DiBasilio told reporters that the four-day event was the biggest marijuana raid Calaveras Country has had to date, also stating in the news conference that illegal cultivators are not welcome there and that he would come for them. Search warrants were issued for 23 searches and officials say that they seized more than 25 tons of marijuana from the Calaveras Country raids total. Authorities also said that several guns were seized along with several thousand dollars in cash.
A Yuba County Rastafarian Church was one of the farms included in the raid and authorities confiscated 6,000 marijuana plants from the Church. The owner is a previous target of the Calaveras County Sheriff’s Department.
Heidi Lepp and her ordained minister husband, Charles Lepp, believe in cannabis for religious purposes and sacraments. Charles Lepp spent 8 years in a federal jail for cultivating 20,000 marijuana plants in Calaveras Country previously, and the sheriff demolished their crops once before back in 2015.

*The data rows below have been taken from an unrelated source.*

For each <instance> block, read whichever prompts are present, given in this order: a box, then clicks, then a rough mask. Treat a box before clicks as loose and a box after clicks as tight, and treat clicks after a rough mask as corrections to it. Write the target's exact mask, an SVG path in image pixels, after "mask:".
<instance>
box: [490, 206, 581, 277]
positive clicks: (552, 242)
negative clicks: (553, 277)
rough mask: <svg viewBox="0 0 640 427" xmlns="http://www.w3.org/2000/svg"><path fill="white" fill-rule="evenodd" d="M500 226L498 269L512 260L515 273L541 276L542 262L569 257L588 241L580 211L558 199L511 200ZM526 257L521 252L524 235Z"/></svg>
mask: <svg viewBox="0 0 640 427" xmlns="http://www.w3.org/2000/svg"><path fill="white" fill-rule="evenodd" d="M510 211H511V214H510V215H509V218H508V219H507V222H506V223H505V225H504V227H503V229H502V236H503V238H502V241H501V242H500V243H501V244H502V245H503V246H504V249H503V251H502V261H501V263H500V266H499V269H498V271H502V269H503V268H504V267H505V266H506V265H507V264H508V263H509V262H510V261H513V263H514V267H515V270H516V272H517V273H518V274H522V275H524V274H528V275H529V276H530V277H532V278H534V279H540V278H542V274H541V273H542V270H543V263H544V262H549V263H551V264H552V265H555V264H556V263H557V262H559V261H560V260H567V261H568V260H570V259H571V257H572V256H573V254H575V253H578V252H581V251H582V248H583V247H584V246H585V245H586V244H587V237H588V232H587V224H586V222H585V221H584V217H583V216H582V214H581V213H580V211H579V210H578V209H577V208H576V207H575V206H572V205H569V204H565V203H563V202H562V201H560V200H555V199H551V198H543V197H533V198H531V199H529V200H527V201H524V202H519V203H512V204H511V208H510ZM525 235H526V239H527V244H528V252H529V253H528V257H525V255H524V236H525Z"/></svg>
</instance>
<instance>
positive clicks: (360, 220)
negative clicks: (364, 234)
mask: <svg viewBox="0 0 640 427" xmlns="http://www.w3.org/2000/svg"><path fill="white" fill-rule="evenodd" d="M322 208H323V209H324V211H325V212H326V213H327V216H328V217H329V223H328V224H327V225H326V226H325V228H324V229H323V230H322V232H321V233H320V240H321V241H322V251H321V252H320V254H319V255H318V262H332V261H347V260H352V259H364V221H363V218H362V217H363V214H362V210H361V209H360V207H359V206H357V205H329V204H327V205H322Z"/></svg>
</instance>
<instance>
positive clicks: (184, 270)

Dibasilio Misused Legal Cannabis Fees
An auditor is saying that Calaveras County Sheriff Rick DiBasilio has misused the one million dollars in fees that the county received from legal marijuana cultivators. The California auditor said that the sheriff used the money to raid illegal cultivators in the recent busts.
DiBasilio has denied misappropriating funds and defended himself by saying he believes raiding illegal operations are only enforcing legal marijuana regulations and that he used the funds properly.
The County Administrator said officials are updating the regulations to avoid further misappropriations by other law enforcement officials.
It doesn’t look like supporters of the Calaveras County marijuana ban or Sheriff DiBasilio is stopping their quest to enforce the commercial marijuana cultivation ban just yet, regardless of the vote. The debate continues because voters elected new County Supervisors in the last election, and some are expected to support the Calaveras County marijuana ban.
The fight is sure to continue in the meantime.